I still feel this way sometimes.
Of course it was uneven, like anything in life. We were clumsy, and clumsier because we tried to act proficient. I worried about producing proper feminine responses, avoiding anything unwomanly. Precisely what classified as womanly behavior had become a serious puzzle at that volatile moment (so different from today?) when women were being exhorted to express sexual feelings without becoming too demanding, too threatening to men. We believed quite solemnly in something called “frigidity,” preferring not to notice how the ancient legend of the omnivorous vagina lurked in its shadow.
Sasha had to be the teacher. We both expected it.
The first time he opened his jeans and made me touch his yearning cock, I felt a flicker of surprise to think he’d want to demonstrate the workings of such a bizarre apparatus. My ambivalence had less to do with my personal relation to its peculiar bulk than with the unsettling thought that half the human race must be similarly burdened.
Of course I was terrified of pregnancy, a disaster so total I couldn’t envision it concretely. My life would be over, I’d have to have the baby. People say that adolescents believe themselves invulnerable, but it definitely wasn’t true in my case. I agreed with my timid parents that life was dangerous; we just differed drastically as to what to do about it. It didn’t help that I’d lost my purchase on the future (as usual, Bob Dylan had the words for it: your gravity fails / And negativity don’t pull you through). A year or two ago I’d burned to accomplish great things. Now I couldn’t think of anything worth doing.

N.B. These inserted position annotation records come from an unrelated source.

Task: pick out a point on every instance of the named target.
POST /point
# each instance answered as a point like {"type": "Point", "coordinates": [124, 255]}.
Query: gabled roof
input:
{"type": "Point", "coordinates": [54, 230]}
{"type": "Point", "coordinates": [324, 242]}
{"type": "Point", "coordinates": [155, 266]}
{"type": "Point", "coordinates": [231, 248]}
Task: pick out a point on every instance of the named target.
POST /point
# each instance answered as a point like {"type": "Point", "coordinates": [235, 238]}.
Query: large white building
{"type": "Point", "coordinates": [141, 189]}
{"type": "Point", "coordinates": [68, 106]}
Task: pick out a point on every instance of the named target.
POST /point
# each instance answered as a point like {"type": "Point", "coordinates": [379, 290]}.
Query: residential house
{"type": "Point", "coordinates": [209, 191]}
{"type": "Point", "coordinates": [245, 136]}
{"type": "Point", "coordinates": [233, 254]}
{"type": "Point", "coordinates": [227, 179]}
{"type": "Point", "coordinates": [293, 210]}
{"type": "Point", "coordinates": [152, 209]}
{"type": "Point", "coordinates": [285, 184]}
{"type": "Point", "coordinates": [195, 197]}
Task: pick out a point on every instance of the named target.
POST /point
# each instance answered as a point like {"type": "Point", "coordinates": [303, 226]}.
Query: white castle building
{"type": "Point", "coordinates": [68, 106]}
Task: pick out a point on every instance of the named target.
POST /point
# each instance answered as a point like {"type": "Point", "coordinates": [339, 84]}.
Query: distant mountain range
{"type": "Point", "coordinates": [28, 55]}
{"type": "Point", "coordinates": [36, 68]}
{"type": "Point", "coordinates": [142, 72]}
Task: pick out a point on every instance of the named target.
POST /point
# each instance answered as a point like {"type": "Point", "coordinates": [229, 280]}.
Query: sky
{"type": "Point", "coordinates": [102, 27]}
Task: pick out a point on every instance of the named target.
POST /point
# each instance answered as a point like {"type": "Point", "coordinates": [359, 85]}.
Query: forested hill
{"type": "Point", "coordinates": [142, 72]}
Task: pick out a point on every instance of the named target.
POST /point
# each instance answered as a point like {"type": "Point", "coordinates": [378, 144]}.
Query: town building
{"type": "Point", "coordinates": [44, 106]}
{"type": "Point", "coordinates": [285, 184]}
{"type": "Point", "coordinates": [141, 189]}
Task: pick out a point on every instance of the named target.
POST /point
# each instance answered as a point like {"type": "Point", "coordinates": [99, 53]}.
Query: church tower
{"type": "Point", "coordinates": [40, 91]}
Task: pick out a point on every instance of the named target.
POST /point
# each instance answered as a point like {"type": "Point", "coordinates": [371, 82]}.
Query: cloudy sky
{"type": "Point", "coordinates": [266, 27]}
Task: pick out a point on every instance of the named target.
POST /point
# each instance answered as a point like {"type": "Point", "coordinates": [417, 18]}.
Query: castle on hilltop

I despaired of equaling the bravery of men, who scored the dope, drove the vehicles, hitched up and down the coast, heard from their draft boards the minute they turned eighteen. By now I knew there were some interesting girls, like Sasha’s friend Naomi of the memorable hair, who had met Allen Gi
nsberg. She’d recently been busted, sent away to live in Tucson. I suspected Sasha of being a bit in love with her, and I couldn’t blame him. I myself thought her beautiful. Tending characteristically to eroticize my rivals, I wrote wistful poems about her, and about another girl I thought he favored.
Then there was Annie Monk, who was Ned Terwilliger’s girl-friend. Ned was from Vancouver, one of Sasha’s best buddies, so Annie and I frequently found ourselves making out in adjacent sleeping bags. Annie had a girlfriend named Cordelia; I’d heard them making plans to move to Salt Spring Island, way up in the Canadian San Juans—away from all the bullshit, Annie said. I didn’t know how to talk to such independent girls, or why they’d want to bother with me.
I tried to match the boys toke for toke (though too much marijuana tended to make me paranoid), swallowed my jealousy of Sasha’s other women, shut up about my fear the times we didn’t use a condom.
There was no HIV. There was no HIV. There was no HIV.
The fact that it took about a year of energetic lust for us to arrive at the point of needing contraception had as much to do with Sasha’s uncertainty about sexual mechanics as with my own nervousness. We engaged in a complex, largely tacit negotiation: of course I burned to do this famous thing, yet was in mortal fear of it. In any event, I was supposed to hang back. We required the excuse of Sasha’s urgency.
On a few occasions he tried and couldn’t find the opening (or so it seemed to me, scared and embarrassed as I was, and with only the sketchiest idea of what was supposed to happen). Once he blamed the problem on his being high on speed. Eventually, he brought up the theory that I might have been constructed at some peculiar angle. This was cruel—I half believed him—and not unprecedented. Too often I took the weight of his bad feeling, as when he joked about inviting Ned Terwilliger to screw me: “It would do you good, and I’m not up to it.”